La presente invención se refiere a un método y
kit para la detección de cáncer de vejiga mediante la determinación
del nivel de expresión de la cadena beta de la proteína del
complemento C4A.
Description
Método para la detección de cáncer de
vejiga.
\global\parskip0.900000\baselineskip
La presente invención se encuadra en general en
el campo de la biomedicina y en particular se refiere a un método y
kit para la detección del cáncer de vejiga.
El cáncer de vejiga es uno de los tipos de
cáncer más frecuentes, siendo el cuarto cáncer más frecuente en
hombres y el octavo en mujeres, representado aproximadamente el 5%
del total de los cánceres diagnosticados en Estados Unidos (A.
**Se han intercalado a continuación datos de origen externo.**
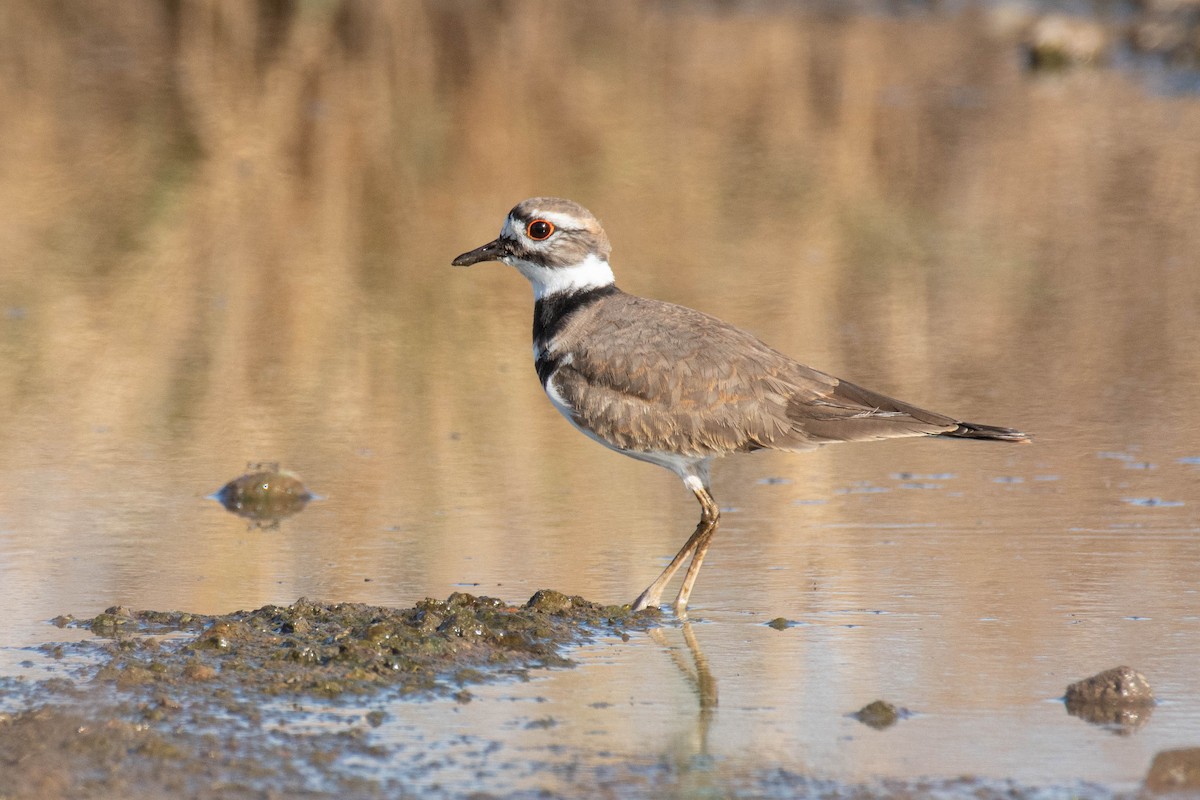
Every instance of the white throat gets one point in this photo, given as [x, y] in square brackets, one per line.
[592, 272]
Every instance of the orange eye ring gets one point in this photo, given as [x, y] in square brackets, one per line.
[540, 229]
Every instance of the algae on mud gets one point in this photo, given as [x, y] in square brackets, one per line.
[327, 649]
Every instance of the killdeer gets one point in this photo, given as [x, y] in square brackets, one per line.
[673, 386]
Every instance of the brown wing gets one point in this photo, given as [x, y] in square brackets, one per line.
[683, 382]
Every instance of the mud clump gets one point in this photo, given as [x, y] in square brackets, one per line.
[1175, 770]
[880, 715]
[329, 649]
[1120, 697]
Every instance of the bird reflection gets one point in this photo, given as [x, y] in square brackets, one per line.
[699, 674]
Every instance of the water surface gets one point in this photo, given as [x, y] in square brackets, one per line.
[226, 239]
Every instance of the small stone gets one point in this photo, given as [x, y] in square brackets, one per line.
[880, 714]
[1175, 770]
[1120, 686]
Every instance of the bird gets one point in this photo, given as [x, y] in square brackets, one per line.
[675, 386]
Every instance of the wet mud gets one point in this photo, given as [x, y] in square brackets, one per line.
[193, 705]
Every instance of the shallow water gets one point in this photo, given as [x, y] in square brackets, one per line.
[259, 271]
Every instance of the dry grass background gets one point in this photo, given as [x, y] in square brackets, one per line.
[226, 227]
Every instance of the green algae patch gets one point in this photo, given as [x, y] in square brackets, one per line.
[330, 649]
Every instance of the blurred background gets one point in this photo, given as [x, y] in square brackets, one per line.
[225, 238]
Jemal, T. Murray, A. Samuels, A. Ghafoor, E. Ward, M.J. Thun, CA
Cáncer J Clin 53 (2003) 5). De éstos, más del 90% son carcinomas
transicionales (TCC) (E.M. Messing, T.B. Young, V.B. Hunt, K.W.
Gilchrist, M.A. Newton, L.L. Bram, W.J. Hisgen, E.B. Greenberg, M.E.
Kuglitsch, J.D. Wegenke, Urology 45 (1995) 387), (J.P. Stein, G.D.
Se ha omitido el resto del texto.